Je suis sorti du film abasourdi et comblé. 48h après je cherche encore des réserves sans vraiment les trouver (peut-être l'affiche...).
Le film est composé de deux parties très distinctes : action puis attente.
Action : tuer l'époque
La première partie (à peu 45 minutes) expose une petite dizaine de jeunes gens dont on ne saura guère plus que le prénom (2 flash back font comprendre que certains sont frères et soeurs, camarades de classe ou amants). Ils ne font rien d'extraordinaire, prennent le métro, ouvrent des portes, louent une chambre d'hôtel. Régal de montage, la mise en scène révèle une tension qui, par à coups s'intensifie, alors qu'une horloge numérique apparait régulièrement en incrustation puisque le temps est visiblement compté. Déterminés, concentrés et calmes, on comprend qu'ils éxecutent un plan hyper minutieux. Cette mécanique muette (premiers dialogues après 15') est digne des grands polars, on pense à Melville ou au Jules Dassin de Du Rififi chez les hommes. Un premier climax vient ponctuer cette partie, le projet dérape mais pas assez pour ne pas atteindre son but. Une fois sa mission achevée, chaque protagoniste se débarrasse de son téléphone dans une poubelle, geste qui nous rappelle Peter Fonda jetant sa montre au début d'Easy Rider.
En équilibre entre les deux parties, il y a quelques très beaux plans de temps suspendu parmi lesquels celui de Sarah en attente de l'explosion d'une tour de la Défense, le visage impassible.

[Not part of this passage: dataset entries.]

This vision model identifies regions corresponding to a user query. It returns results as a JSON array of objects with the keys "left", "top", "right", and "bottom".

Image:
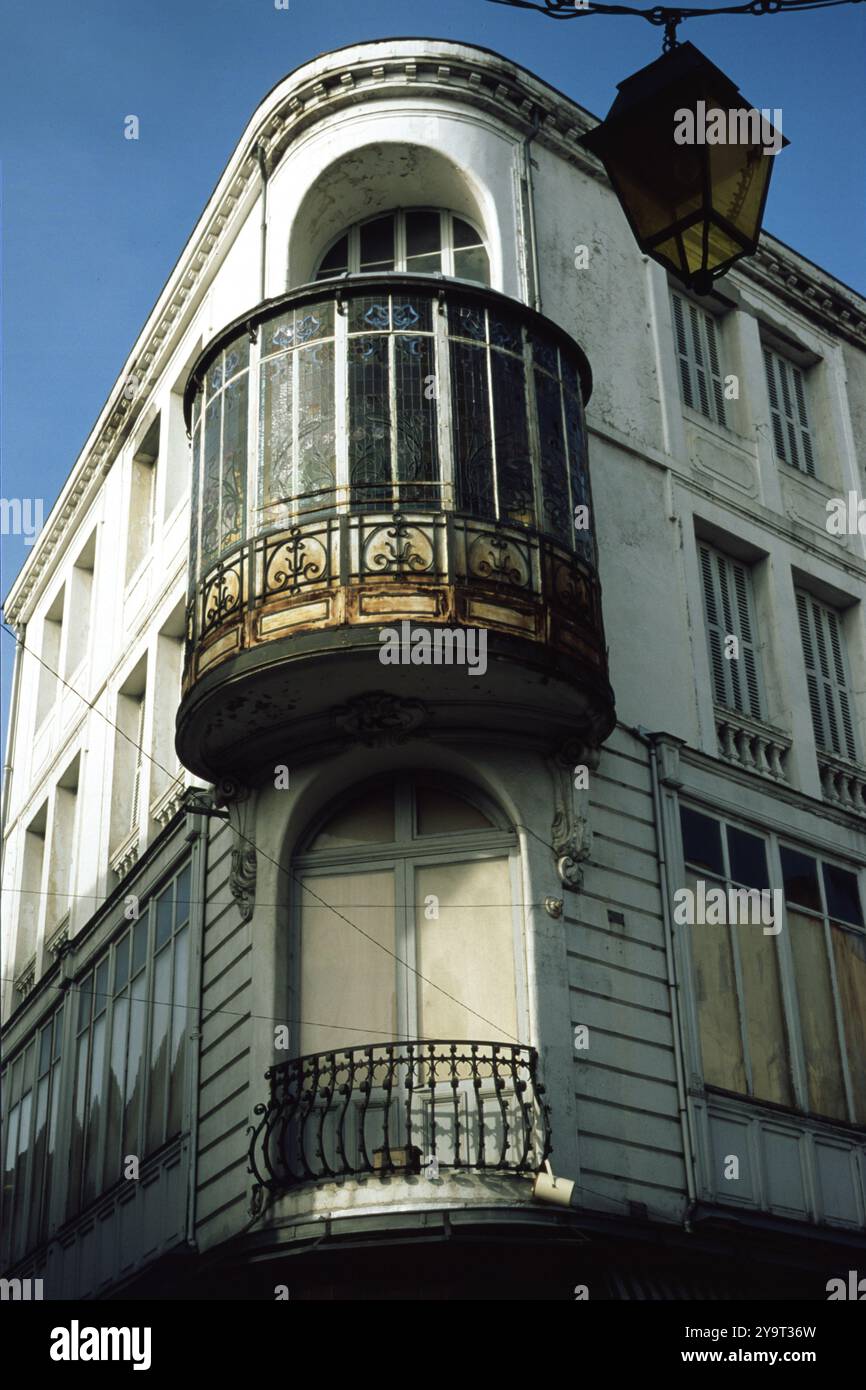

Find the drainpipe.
[
  {"left": 523, "top": 111, "right": 541, "bottom": 313},
  {"left": 256, "top": 142, "right": 268, "bottom": 300},
  {"left": 628, "top": 727, "right": 696, "bottom": 1230},
  {"left": 186, "top": 813, "right": 209, "bottom": 1247},
  {"left": 0, "top": 627, "right": 26, "bottom": 847}
]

On aura assez rapidement compris que le projet est une attaque terroriste simultanée dans quatre lieux stratégiques de Paris.
Attente : tuer le temps
Dès le début de la seconde partie du film la notion du temps change complètement. Reclus volontaires à l'intérieur de La Samaritaine où un de leur complice est vigile, André, David, Sarah, Mika, Yacine, Sabrina et Samir ont la nuit devant eux pour attendre que le vent de panique balaie la capitale. A la fermeture du magasin, on les voit, tels des fantômes, redonner vit à leurs corps cachés et prendre peu à peu possession des lieux. Alors que chaque seconde comptait au début du film, elles vont dorénavant paraître longues à tout le monde (sauf au spectateur !), Bertrand Bonello faisant à plusieurs reprises bégayer la trotteuse pour mieux décliner des instants fugaces mais incisifs selon différents points de vue. Le réalisateur va surtout faire du grand magasin son terrain de jeu. Il convient de louer le travail somptueux de la décoratrice Katia Wyszkop. Pendant plus d'une heure, le film devient immense, la mise en scène parvient à la fois à rendre l'espace ludique et peu à peu à le refermer comme un piège claustrophobique sur ses personnages. Mika se perd dans les escaliers, Yacine tourne en rond dans son kart. Bonello, génial chef d'orchestre, travaille l'espace, les lumières, la bande son et se joue de tous les possibles du grand magasin (écrans de télévision, jouets, prêt-à-porter...) pour lever le voile sur les personnalités de ces très jeunes gens. En apprentis terroristes appliqués, ils viennent de mettre littéralement le feu aux poudres, "plus rien de sera comme avant" dit Samir mais nulle idéologie ne sortira de leur bouche, nul discours. Tout est comme si leur "nuit bleue" avait pour objectif de marquer les esprits, d'opérer une cassure en imaginant que d'autres donneront suite au mouvement dans une sorte de cadavre exquis révolutionnaire. Bonello ne les juge pas, il ne les sauvera pas non plus. De corps inertes en corps inertes, tels des zombies, ils auront traversé cette seconde partie en chantant, riant, buvant, baisant.
Entre polar et film de genre, Nocturama est un film d'une maîtrise ahurissante qui offre au spectateur la part de spectacle que le titre annonçait (suffixe du grec ancien horama : spectacle). Le film est un choc esthétique dont je parie qu'il constituera auprès de certain(e)s une porte d'entrée vers la cinéphilie.